Build your mobile strategy. Have your team all sign it. And then monitor mobile activity to ensure it is being followed properly.

Back Up Your Data

Sometimes learning how to protect your business network is really about learning how to protect your data.

Data loss, whether from theft or accidents or natural disaster, can be extremely harmful to your operations. What if you can no longer process client payments or can’t give them the information you hold on their behalf? It has caused businesses to go under, and data issues will do that in the future for others.

Your safety net is a strong backup plan.

Regularly backup the data that is on all your computers. Stick to critical information like spreadsheets and databases, word processor files, financial records, HR records, account information and anything else you need to run your business.

It’s a clever idea to use two distinct kinds of backup — that’s one of our favorite network security tips for business — such as one cloud backup and one physical, off-site backup. This ensures that your systems won’t be completely destroyed in the event someone accesses you from the outside or a natural disaster strikes where your servers are located.

Backup often, at very least weekly, and rely on automated services that can be set to perform their activities when your network normally sees the lightest amount of traffic.

Don’t Try to Do It All Yourself

When all is said and done, look for standard practices and what’s already adopted by your industry.

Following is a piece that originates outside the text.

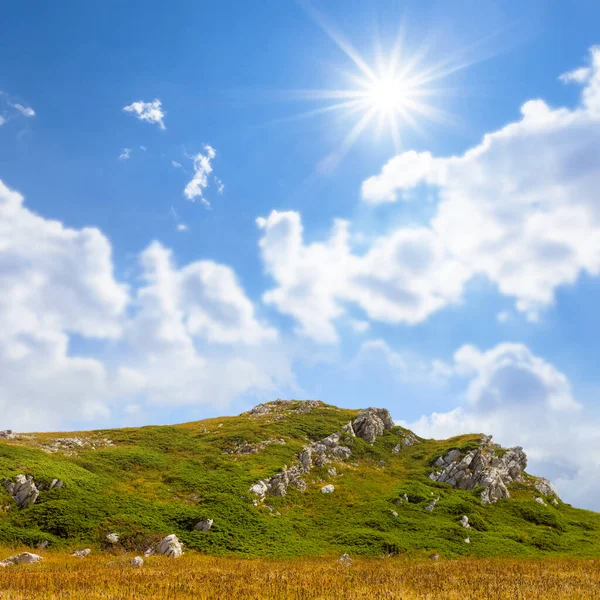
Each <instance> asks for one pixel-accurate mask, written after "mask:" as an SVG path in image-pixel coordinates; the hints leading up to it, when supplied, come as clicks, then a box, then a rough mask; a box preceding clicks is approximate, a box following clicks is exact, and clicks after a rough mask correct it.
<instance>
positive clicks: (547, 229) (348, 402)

There’s no need to try to start from scratch, especially if you have a chance to purchase security systems or software.

There is a wide range of existing tools that are proven safe and are constantly worked on to reduce threats and harmful actions by outsiders. By relying on proven tools, you’re giving your team their best bet at staying safe and keeping your network safe.

Data breaches in the United States are the most expensive in the world. So, we hope you find this review of network security threats and how to protect your business helpful as you protect your network and your operations.

Your business deserves to be safe, and we want to give you the knowledge you need on how to protect your business network.